The judge noted that the fact that the adjudicator did not list allegations of fraud may well have because “the issues he listed are those raised by the pleadings”, namely repudiation and valuation and that:
“Fraud in this context is merely a piece of evidence that goes to the question of whether documents to be used in the valuation process can be regarded as having been genuinely prepared; it is not an independent cause of action, or an independent defence.”
It’s a tough one for an adjudicator. On the one hand, an adjudicator needs to include some form of wording (otherwise parties will accuse him of not considering everything and being in breach of the rules of natural justice) but, if the chosen wording is too formulaic, then its arguably of little weight. Either way, it reinforces the point that adjudicators should not be judged by the same standards as a High Court judge who is rendering a public/precedent type document. It is also worth remembering that adjudicators’ decisions are private, temporarily binding things… and can you imagine the “floodgate” type arguments that would follow, if this sort of argument was allowed to succeed? That would hardly be in keeping with adjudication’s pay now, argue later policy.
The fees issue also caught my eye. The adjudicator had decided that the defendant should be liable for his fees (£16,252.50 including VAT). It seems that he sued the parties when his fees went unpaid and the claimant paid the bill (or, at least £16,000 plus the court fee).

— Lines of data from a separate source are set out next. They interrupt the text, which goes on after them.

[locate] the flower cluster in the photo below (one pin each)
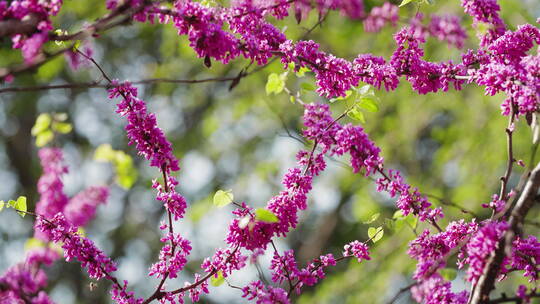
(172, 257)
(173, 201)
(58, 229)
(284, 268)
(120, 295)
(225, 261)
(487, 12)
(436, 290)
(142, 129)
(480, 246)
(431, 250)
(25, 281)
(265, 294)
(496, 204)
(526, 256)
(511, 71)
(356, 249)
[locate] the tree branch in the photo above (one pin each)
(486, 282)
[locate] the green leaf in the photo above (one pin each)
(60, 116)
(42, 123)
(308, 87)
(62, 127)
(369, 103)
(244, 222)
(405, 2)
(365, 90)
(223, 198)
(412, 220)
(302, 71)
(20, 205)
(76, 45)
(348, 94)
(356, 114)
(448, 274)
(275, 83)
(44, 138)
(217, 281)
(266, 216)
(33, 243)
(292, 99)
(398, 215)
(375, 234)
(373, 218)
(126, 174)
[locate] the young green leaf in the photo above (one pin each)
(33, 243)
(42, 124)
(448, 274)
(266, 216)
(308, 87)
(20, 205)
(11, 203)
(244, 222)
(373, 218)
(44, 138)
(217, 281)
(62, 127)
(375, 234)
(302, 71)
(369, 103)
(356, 114)
(223, 198)
(411, 220)
(275, 83)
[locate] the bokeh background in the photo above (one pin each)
(451, 145)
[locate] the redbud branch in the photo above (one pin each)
(505, 299)
(99, 25)
(401, 291)
(486, 282)
(510, 163)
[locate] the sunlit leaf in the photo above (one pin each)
(275, 83)
(375, 234)
(448, 274)
(223, 198)
(369, 103)
(373, 218)
(266, 216)
(62, 127)
(44, 138)
(217, 281)
(20, 205)
(356, 114)
(43, 121)
(405, 2)
(33, 243)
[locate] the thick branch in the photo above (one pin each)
(486, 282)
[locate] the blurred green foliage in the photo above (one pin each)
(451, 145)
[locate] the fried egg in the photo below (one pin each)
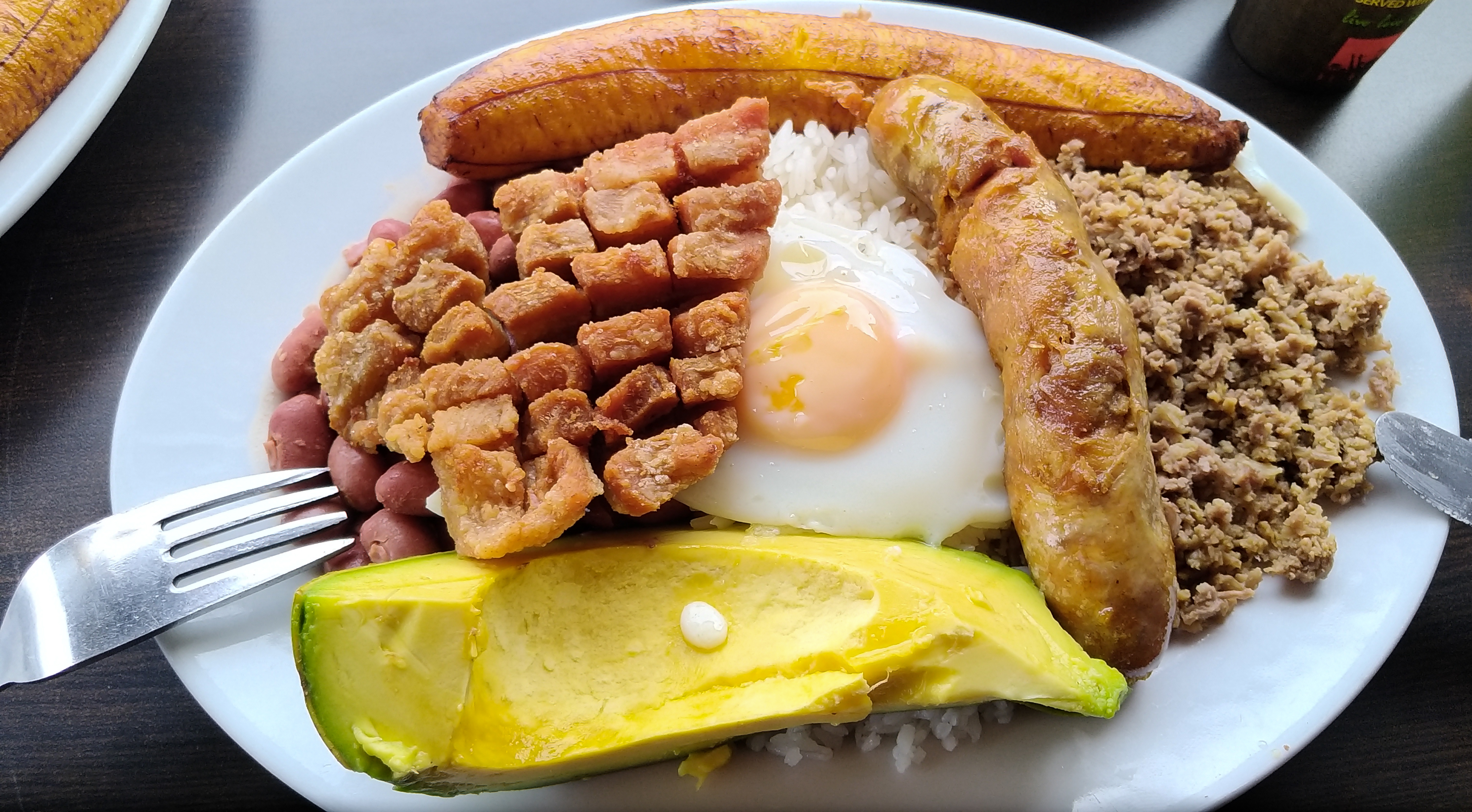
(871, 402)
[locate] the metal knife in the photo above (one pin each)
(1431, 461)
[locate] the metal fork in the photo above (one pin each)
(118, 582)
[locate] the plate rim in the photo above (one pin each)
(1234, 782)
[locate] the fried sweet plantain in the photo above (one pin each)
(531, 105)
(43, 43)
(1080, 473)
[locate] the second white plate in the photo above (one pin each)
(39, 157)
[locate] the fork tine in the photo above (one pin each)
(245, 514)
(258, 574)
(213, 495)
(236, 548)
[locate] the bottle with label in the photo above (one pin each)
(1318, 45)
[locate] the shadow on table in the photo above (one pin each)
(1085, 18)
(84, 270)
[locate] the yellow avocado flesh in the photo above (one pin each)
(452, 676)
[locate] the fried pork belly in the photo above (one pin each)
(564, 414)
(639, 398)
(712, 263)
(741, 208)
(545, 196)
(454, 385)
(650, 158)
(709, 377)
(713, 326)
(648, 473)
(726, 148)
(541, 308)
(367, 295)
(494, 508)
(542, 368)
(488, 424)
(625, 279)
(355, 367)
(553, 248)
(616, 346)
(635, 214)
(433, 290)
(466, 332)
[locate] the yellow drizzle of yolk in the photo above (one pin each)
(785, 398)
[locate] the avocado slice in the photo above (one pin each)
(450, 676)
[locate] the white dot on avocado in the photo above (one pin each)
(703, 626)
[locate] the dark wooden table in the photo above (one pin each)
(232, 89)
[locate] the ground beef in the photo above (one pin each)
(1241, 341)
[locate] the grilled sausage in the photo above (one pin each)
(529, 105)
(1080, 473)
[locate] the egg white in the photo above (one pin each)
(935, 468)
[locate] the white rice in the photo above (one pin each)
(838, 180)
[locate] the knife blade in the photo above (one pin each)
(1430, 459)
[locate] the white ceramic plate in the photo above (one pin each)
(1221, 713)
(40, 155)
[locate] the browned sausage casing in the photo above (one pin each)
(1080, 473)
(586, 90)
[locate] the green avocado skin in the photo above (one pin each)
(450, 676)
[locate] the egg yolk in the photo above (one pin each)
(823, 368)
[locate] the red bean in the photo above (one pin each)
(391, 536)
(504, 261)
(292, 370)
(355, 252)
(464, 196)
(298, 434)
(355, 473)
(389, 230)
(486, 224)
(405, 486)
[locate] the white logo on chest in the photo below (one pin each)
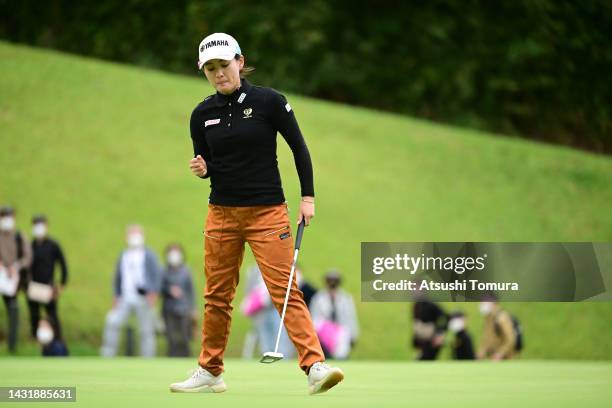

This meant that, on enforcement, a slightly smaller sum was due than the adjudicator had awarded. The judge noted that although the adjudicator’s terms provided that if one party “paid more than their share, then the other party shall reimburse the appropriate amount forthwith”, he could not summarily enforce a sum that was greater than the sum “which the claimant has itself been liable to pay”.
It may have been a technicality, but it was good to see that the judge did not allow this to get in the way of awarding the claimant the fees it had already paid. However, perhaps enforcing parties should think carefully about how they draft their pleadings when they are looking to enforce and have already paid the adjudicator’s fees (because the resisting party hasn’t), otherwise they may fall foul of this particular technicality.
The gambler in me (with a little g)
I don’t know about you, but when I read a judgment, I always enjoy trying to guess where the judgment is going without jumping to the end. I always think it spoils the fun when the answer/finding precedes the reasons (a bit like the old fashioned arbitration award where reasons were in a separate document).
I think the gambler in me would have backed enforcement when reading paragraph 9.